The eye of Category 4 Hurricane Dean, in the Caribbean, as seen from the space shuttle Endeavour, Aug. 18, 2007

El Niño, that meteorological trickster with the deceptively innocent name, wreaks havoc on the world's weather. Caused by an unusual warming of the eastern Pacific Ocean, El Niño can trigger storms, droughts and other weather disturbances around the planet, drying out normally wet areas and flooding dry parts. But there is a positive effect to El Niño: it tends to reduce the number of hurricanes forming in the Atlantic Ocean. El Niños produce stronger vertical wind shear — the difference in wind speed and direction over a short distance — in the Atlantic, which inhibits the production of hurricanes.

On average, hurricanes in the U.S. have caused about $800 million in damage annually during El Niño years, half the damage caused during the reverse event, La Niña.

But according to a study published in the July 3 Science, El Niño is changing — and that could mean more hurricanes for the already battered western Atlantic coast. Climatologists led by Peter Webster at Georgia Tech found that in some El Niño years, the ocean warming associated with the event is moving thousands of miles west, to the center of the Pacific Ocean. Called El Niño Modoki (after the Japanese term meaning "similar, but different"), the new El Niño seems to shift Atlantic cyclones to the west, resulting in more frequent storms and more hurricanes making landfall on the coast of the Gulf of Mexico and Central America. Because many climatologists believe that climate change is also strengthening the storms that form, a hotter future could be one with hurricanes that are both more powerful and more common.

Japanese and Korean researchers were the first to notice the El Niño Modoki phenomenon, before its possible effect on hurricanes really snapped into focus in 2004. That was an El Niño year, which led experts to predict a lighter than average Atlantic hurricane season. But it instead to turned out to be an El Niño Modoki, and overall hurricane activity was 2½ times as severe as normal, with 15 named storms and six major hurricanes. Florida was repeatedly battered. "We had a lot more storms than we expected, and that got us thinking," says Webster.

As Webster explains it, the thousands of miles of westward shift of Pacific Ocean warming seen during an El Niño Modoki essentially shifts the Atlantic hurricanes westward as well. "It's as if you had a big aquarium with a Bunsen burner below it," he says. "The heat causes a rising and sinking motion in the water.
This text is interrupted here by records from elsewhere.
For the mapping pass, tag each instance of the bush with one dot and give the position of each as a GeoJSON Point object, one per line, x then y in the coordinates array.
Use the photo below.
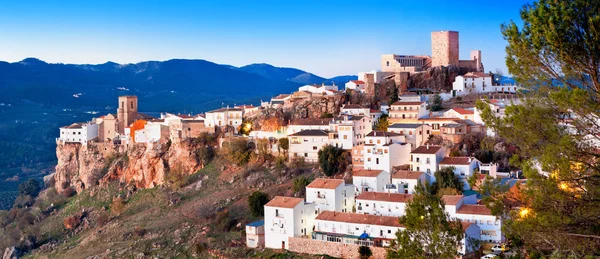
{"type": "Point", "coordinates": [364, 252]}
{"type": "Point", "coordinates": [256, 202]}
{"type": "Point", "coordinates": [117, 206]}
{"type": "Point", "coordinates": [30, 187]}
{"type": "Point", "coordinates": [332, 160]}
{"type": "Point", "coordinates": [300, 184]}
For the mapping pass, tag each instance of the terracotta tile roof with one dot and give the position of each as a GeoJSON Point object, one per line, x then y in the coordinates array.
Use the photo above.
{"type": "Point", "coordinates": [426, 150]}
{"type": "Point", "coordinates": [474, 209]}
{"type": "Point", "coordinates": [381, 196]}
{"type": "Point", "coordinates": [403, 174]}
{"type": "Point", "coordinates": [359, 219]}
{"type": "Point", "coordinates": [367, 173]}
{"type": "Point", "coordinates": [407, 103]}
{"type": "Point", "coordinates": [353, 106]}
{"type": "Point", "coordinates": [456, 161]}
{"type": "Point", "coordinates": [284, 202]}
{"type": "Point", "coordinates": [379, 133]}
{"type": "Point", "coordinates": [281, 96]}
{"type": "Point", "coordinates": [311, 133]}
{"type": "Point", "coordinates": [310, 121]}
{"type": "Point", "coordinates": [463, 111]}
{"type": "Point", "coordinates": [451, 199]}
{"type": "Point", "coordinates": [324, 183]}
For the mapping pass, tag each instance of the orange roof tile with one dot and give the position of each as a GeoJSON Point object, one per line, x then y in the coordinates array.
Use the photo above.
{"type": "Point", "coordinates": [403, 174]}
{"type": "Point", "coordinates": [284, 202]}
{"type": "Point", "coordinates": [324, 183]}
{"type": "Point", "coordinates": [359, 219]}
{"type": "Point", "coordinates": [451, 199]}
{"type": "Point", "coordinates": [367, 173]}
{"type": "Point", "coordinates": [474, 209]}
{"type": "Point", "coordinates": [389, 197]}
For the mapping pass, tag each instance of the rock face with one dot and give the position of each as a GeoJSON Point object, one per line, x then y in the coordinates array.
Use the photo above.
{"type": "Point", "coordinates": [141, 165]}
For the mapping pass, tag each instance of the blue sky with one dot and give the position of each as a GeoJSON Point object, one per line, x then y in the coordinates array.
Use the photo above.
{"type": "Point", "coordinates": [327, 38]}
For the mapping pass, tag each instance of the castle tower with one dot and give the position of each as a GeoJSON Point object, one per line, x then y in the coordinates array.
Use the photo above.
{"type": "Point", "coordinates": [444, 48]}
{"type": "Point", "coordinates": [127, 111]}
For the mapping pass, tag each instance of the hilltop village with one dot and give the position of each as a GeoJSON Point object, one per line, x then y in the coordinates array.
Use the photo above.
{"type": "Point", "coordinates": [396, 134]}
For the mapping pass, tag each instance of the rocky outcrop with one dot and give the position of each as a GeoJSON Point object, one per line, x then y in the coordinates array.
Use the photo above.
{"type": "Point", "coordinates": [141, 165]}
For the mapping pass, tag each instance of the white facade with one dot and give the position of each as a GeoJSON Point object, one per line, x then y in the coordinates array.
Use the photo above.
{"type": "Point", "coordinates": [370, 180]}
{"type": "Point", "coordinates": [406, 181]}
{"type": "Point", "coordinates": [287, 217]}
{"type": "Point", "coordinates": [224, 117]}
{"type": "Point", "coordinates": [414, 133]}
{"type": "Point", "coordinates": [355, 85]}
{"type": "Point", "coordinates": [464, 167]}
{"type": "Point", "coordinates": [382, 204]}
{"type": "Point", "coordinates": [330, 195]}
{"type": "Point", "coordinates": [427, 159]}
{"type": "Point", "coordinates": [384, 150]}
{"type": "Point", "coordinates": [466, 209]}
{"type": "Point", "coordinates": [78, 133]}
{"type": "Point", "coordinates": [307, 144]}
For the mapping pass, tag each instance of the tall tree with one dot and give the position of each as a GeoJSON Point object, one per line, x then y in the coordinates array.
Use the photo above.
{"type": "Point", "coordinates": [332, 160]}
{"type": "Point", "coordinates": [556, 52]}
{"type": "Point", "coordinates": [429, 233]}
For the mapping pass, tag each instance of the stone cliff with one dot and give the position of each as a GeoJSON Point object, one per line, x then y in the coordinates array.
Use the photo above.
{"type": "Point", "coordinates": [142, 165]}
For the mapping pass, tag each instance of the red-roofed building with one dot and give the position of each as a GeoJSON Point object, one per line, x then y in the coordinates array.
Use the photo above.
{"type": "Point", "coordinates": [330, 195]}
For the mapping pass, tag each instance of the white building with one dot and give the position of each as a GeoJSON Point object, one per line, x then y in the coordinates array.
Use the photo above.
{"type": "Point", "coordinates": [406, 181]}
{"type": "Point", "coordinates": [464, 167]}
{"type": "Point", "coordinates": [287, 217]}
{"type": "Point", "coordinates": [356, 85]}
{"type": "Point", "coordinates": [478, 83]}
{"type": "Point", "coordinates": [427, 159]}
{"type": "Point", "coordinates": [224, 117]}
{"type": "Point", "coordinates": [255, 234]}
{"type": "Point", "coordinates": [370, 180]}
{"type": "Point", "coordinates": [463, 114]}
{"type": "Point", "coordinates": [466, 209]}
{"type": "Point", "coordinates": [347, 228]}
{"type": "Point", "coordinates": [414, 133]}
{"type": "Point", "coordinates": [330, 195]}
{"type": "Point", "coordinates": [349, 130]}
{"type": "Point", "coordinates": [408, 111]}
{"type": "Point", "coordinates": [355, 109]}
{"type": "Point", "coordinates": [382, 204]}
{"type": "Point", "coordinates": [78, 133]}
{"type": "Point", "coordinates": [384, 150]}
{"type": "Point", "coordinates": [307, 144]}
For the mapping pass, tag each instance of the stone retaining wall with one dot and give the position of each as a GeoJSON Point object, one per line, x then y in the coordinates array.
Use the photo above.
{"type": "Point", "coordinates": [312, 246]}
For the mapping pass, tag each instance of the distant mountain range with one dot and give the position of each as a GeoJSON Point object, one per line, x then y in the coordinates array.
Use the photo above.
{"type": "Point", "coordinates": [173, 85]}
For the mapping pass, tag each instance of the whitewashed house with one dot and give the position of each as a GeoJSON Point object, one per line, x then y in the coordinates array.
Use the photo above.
{"type": "Point", "coordinates": [408, 111]}
{"type": "Point", "coordinates": [78, 133]}
{"type": "Point", "coordinates": [224, 117]}
{"type": "Point", "coordinates": [370, 180]}
{"type": "Point", "coordinates": [466, 209]}
{"type": "Point", "coordinates": [307, 143]}
{"type": "Point", "coordinates": [330, 195]}
{"type": "Point", "coordinates": [357, 229]}
{"type": "Point", "coordinates": [382, 204]}
{"type": "Point", "coordinates": [406, 181]}
{"type": "Point", "coordinates": [416, 134]}
{"type": "Point", "coordinates": [460, 113]}
{"type": "Point", "coordinates": [384, 150]}
{"type": "Point", "coordinates": [355, 109]}
{"type": "Point", "coordinates": [427, 159]}
{"type": "Point", "coordinates": [356, 85]}
{"type": "Point", "coordinates": [287, 217]}
{"type": "Point", "coordinates": [255, 234]}
{"type": "Point", "coordinates": [464, 167]}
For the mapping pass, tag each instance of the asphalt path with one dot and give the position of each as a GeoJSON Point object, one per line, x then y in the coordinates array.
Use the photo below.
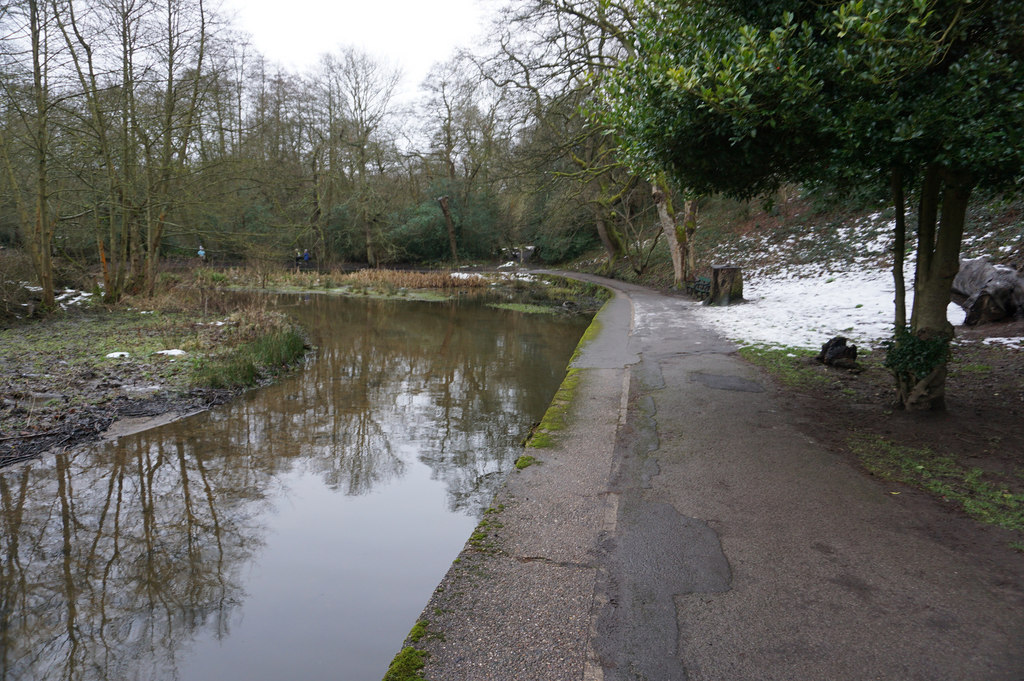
{"type": "Point", "coordinates": [684, 527]}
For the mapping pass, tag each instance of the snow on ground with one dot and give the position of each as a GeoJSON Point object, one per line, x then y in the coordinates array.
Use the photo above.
{"type": "Point", "coordinates": [805, 308]}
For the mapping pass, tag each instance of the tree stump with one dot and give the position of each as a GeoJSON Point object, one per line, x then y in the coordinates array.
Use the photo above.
{"type": "Point", "coordinates": [726, 285]}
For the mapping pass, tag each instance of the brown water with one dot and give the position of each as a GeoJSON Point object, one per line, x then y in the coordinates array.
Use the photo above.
{"type": "Point", "coordinates": [294, 534]}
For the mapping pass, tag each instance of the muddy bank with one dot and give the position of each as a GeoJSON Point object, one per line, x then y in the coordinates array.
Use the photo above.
{"type": "Point", "coordinates": [68, 379]}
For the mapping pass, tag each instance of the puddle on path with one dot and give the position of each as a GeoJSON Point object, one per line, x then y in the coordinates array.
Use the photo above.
{"type": "Point", "coordinates": [296, 533]}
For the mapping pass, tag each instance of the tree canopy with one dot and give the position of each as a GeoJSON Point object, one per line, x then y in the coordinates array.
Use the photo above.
{"type": "Point", "coordinates": [739, 96]}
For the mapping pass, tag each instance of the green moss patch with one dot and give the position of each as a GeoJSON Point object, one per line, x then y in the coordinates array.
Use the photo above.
{"type": "Point", "coordinates": [407, 666]}
{"type": "Point", "coordinates": [555, 418]}
{"type": "Point", "coordinates": [982, 496]}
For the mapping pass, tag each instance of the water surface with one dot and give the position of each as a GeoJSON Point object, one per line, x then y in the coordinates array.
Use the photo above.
{"type": "Point", "coordinates": [294, 534]}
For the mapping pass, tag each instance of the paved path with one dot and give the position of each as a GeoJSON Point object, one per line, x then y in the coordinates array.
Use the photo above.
{"type": "Point", "coordinates": [682, 527]}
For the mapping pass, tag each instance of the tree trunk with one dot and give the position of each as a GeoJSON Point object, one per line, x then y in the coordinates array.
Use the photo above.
{"type": "Point", "coordinates": [443, 201]}
{"type": "Point", "coordinates": [726, 285]}
{"type": "Point", "coordinates": [938, 261]}
{"type": "Point", "coordinates": [689, 228]}
{"type": "Point", "coordinates": [899, 248]}
{"type": "Point", "coordinates": [42, 229]}
{"type": "Point", "coordinates": [610, 239]}
{"type": "Point", "coordinates": [659, 190]}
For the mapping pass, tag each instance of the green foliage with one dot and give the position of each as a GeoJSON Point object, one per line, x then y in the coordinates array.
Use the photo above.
{"type": "Point", "coordinates": [250, 363]}
{"type": "Point", "coordinates": [407, 666]}
{"type": "Point", "coordinates": [919, 467]}
{"type": "Point", "coordinates": [907, 354]}
{"type": "Point", "coordinates": [736, 98]}
{"type": "Point", "coordinates": [792, 366]}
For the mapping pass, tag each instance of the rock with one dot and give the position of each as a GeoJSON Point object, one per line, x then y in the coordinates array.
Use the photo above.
{"type": "Point", "coordinates": [992, 293]}
{"type": "Point", "coordinates": [837, 353]}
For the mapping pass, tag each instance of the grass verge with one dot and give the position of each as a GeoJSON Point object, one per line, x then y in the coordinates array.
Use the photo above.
{"type": "Point", "coordinates": [981, 496]}
{"type": "Point", "coordinates": [554, 418]}
{"type": "Point", "coordinates": [793, 366]}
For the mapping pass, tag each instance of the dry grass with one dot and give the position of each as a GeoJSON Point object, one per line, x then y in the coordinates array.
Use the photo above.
{"type": "Point", "coordinates": [388, 279]}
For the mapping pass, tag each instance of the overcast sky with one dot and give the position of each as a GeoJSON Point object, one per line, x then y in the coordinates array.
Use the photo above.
{"type": "Point", "coordinates": [410, 34]}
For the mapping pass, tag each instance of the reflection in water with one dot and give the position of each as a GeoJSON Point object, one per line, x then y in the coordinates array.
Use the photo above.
{"type": "Point", "coordinates": [295, 533]}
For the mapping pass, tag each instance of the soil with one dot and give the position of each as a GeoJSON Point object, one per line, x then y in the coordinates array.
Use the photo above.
{"type": "Point", "coordinates": [981, 427]}
{"type": "Point", "coordinates": [51, 396]}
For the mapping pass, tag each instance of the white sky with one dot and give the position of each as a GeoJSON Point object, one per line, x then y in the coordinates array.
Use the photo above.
{"type": "Point", "coordinates": [410, 34]}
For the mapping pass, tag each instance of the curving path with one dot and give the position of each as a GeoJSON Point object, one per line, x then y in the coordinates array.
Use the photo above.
{"type": "Point", "coordinates": [683, 528]}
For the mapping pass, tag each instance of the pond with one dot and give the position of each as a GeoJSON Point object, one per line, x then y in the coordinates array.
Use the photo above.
{"type": "Point", "coordinates": [294, 534]}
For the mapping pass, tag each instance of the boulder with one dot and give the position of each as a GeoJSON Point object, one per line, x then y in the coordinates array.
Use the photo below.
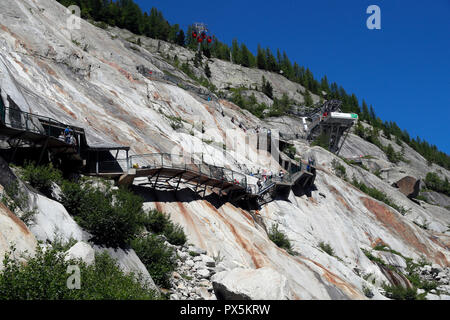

If you shift the position of the burner, you shift the motion of the water too." The El Niño Modokis also result in reduced vertical wind shear and therefore promote the creation of hurricanes. (When vertical wind shear is too strong, it can tear storms apart before they can fully form.)

It's not clear why the Pacific warming seen in El Niño events is shifting west. It's possibly part of a long-term but natural oscillation, like the decades-long cycles that already affect hurricanes. "The second possibility is that it's an impact of global warming," says Webster, who will continue exploring the question at Georgia Tech. Either way, with the climate warming and El Niño changing, the future is likely to be stormy for the western Atlantic — which is bad news for everyone but hurricane researchers with a new puzzle to solve. "Those are the games we're going to play," says Webster. "It's going to be fun."